The audit, published on October 8, also said the hospitals had not been set up, in part because the technicians who were meant to install them never arrived.

INVEST-H is still working with López and has released images showing the remainder of the hospitals are being made by a Turkish company called Vertisa Cevre Tek.

That company also has ties to López: It lists his Florida-based company Vertisa Medical Waste Technology, LLC, as a U.S. distributor, and in an undated post on a local business forum López is quoted as saying the two companies had partnered to form VERTISA Medical Waste Technology.com.

OCCRP tried to contact Vertisa Cevre Tek’s CEO, but got no answer.

López himself keeps disappearing. El Pulso and OCCRP have been trying to reach him since late May but he has not responded to messages or answered calls. Even INVEST-H was unable to reach him for several weeks over the summer.

“I ask you to keep us informed if possible every 3 to 5 days and if there is any kind of evidence you can send us that all this is really happening,” the body’s interim director, Evelyn Bautista, wrote in an email on July 13.

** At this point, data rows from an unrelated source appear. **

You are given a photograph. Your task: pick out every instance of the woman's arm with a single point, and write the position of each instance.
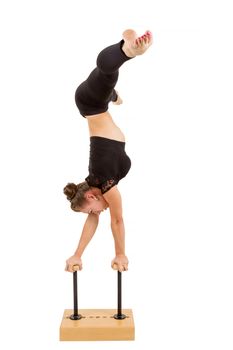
(88, 231)
(113, 198)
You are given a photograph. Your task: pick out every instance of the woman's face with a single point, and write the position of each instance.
(95, 204)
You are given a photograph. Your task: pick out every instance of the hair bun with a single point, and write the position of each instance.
(70, 191)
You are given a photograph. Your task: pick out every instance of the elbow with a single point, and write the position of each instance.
(117, 221)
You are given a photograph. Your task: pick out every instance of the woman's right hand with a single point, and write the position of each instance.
(73, 261)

López finally reappeared in August, when INVEST-H released a statement saying Elmed was in the process of constructing the remaining hospitals, accompanied by pictures apparently showing them being made in the factory. In a press release issued at the same time, López apologized for the delays and promised they would be finished by the end of that month.

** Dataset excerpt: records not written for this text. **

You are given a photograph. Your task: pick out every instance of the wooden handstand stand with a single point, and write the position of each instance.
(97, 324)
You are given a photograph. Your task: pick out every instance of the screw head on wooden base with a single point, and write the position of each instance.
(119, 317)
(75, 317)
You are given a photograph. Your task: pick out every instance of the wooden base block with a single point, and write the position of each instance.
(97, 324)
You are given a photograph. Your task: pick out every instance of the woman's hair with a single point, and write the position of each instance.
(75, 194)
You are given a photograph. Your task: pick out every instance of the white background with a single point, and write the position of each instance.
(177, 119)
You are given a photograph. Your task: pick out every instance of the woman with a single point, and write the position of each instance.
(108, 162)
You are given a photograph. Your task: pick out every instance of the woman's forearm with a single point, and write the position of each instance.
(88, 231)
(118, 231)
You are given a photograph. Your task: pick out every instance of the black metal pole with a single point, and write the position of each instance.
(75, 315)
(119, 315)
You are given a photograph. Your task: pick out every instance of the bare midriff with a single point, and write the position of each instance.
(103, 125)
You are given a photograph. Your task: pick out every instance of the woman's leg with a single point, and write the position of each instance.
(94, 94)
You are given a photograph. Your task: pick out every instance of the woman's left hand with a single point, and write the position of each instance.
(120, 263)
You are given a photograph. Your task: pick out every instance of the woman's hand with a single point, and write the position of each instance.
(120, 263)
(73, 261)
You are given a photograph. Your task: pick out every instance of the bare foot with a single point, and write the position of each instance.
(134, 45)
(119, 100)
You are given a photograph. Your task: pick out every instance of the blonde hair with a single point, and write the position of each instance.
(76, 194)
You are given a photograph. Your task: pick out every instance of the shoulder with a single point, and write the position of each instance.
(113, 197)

Two more hospitals reached Honduras in October, but, at the time of publication, three had still not arrived. A report by an INVEST-H commission that visited the factory in Turkey listed 57 separate issues with the units, including bad odors, improper programming of door sensors, and accumulation of water on their roofs. Inspectors have reportedly also found problems with the two which reached Honduras this month, although they have not yet released details.

José Gustavo Boquín, a member of a board tasked with temporarily managing INVEST-H, said they had decided “to accelerate the pace and support the provider in all possible steps so that he can fulfill the delivery of the hospitals as quickly as possible.”

Bográn resigned from his post in late June. He was arrested this month on charges of misappropriation of public funds over accusations he and four other INVEST-H employees spent more than $4,000 quarantining in a luxury hotel for 15 days. Another warrant for his arrest was issued shortly afterwards, this one for allegedly awarding his uncle a contract to supervise building work on the site where one of the mobile hospitals would be placed.

David, the young man infected with COVID-19, recovered at home, which his brother said was thanks to the Herculean efforts of his doctor and the prayers of his family. But he has been left with a lung condition that makes him tire easily.

When asked about the disastrous purchase of mobile hospitals, José said, “The guys who did that and thought of that have no forgiveness from God, playing with the health of human beings.”

Kelly Bloss (OCCRP) and Nelfi Fernandez (El Deber) contributed reporting.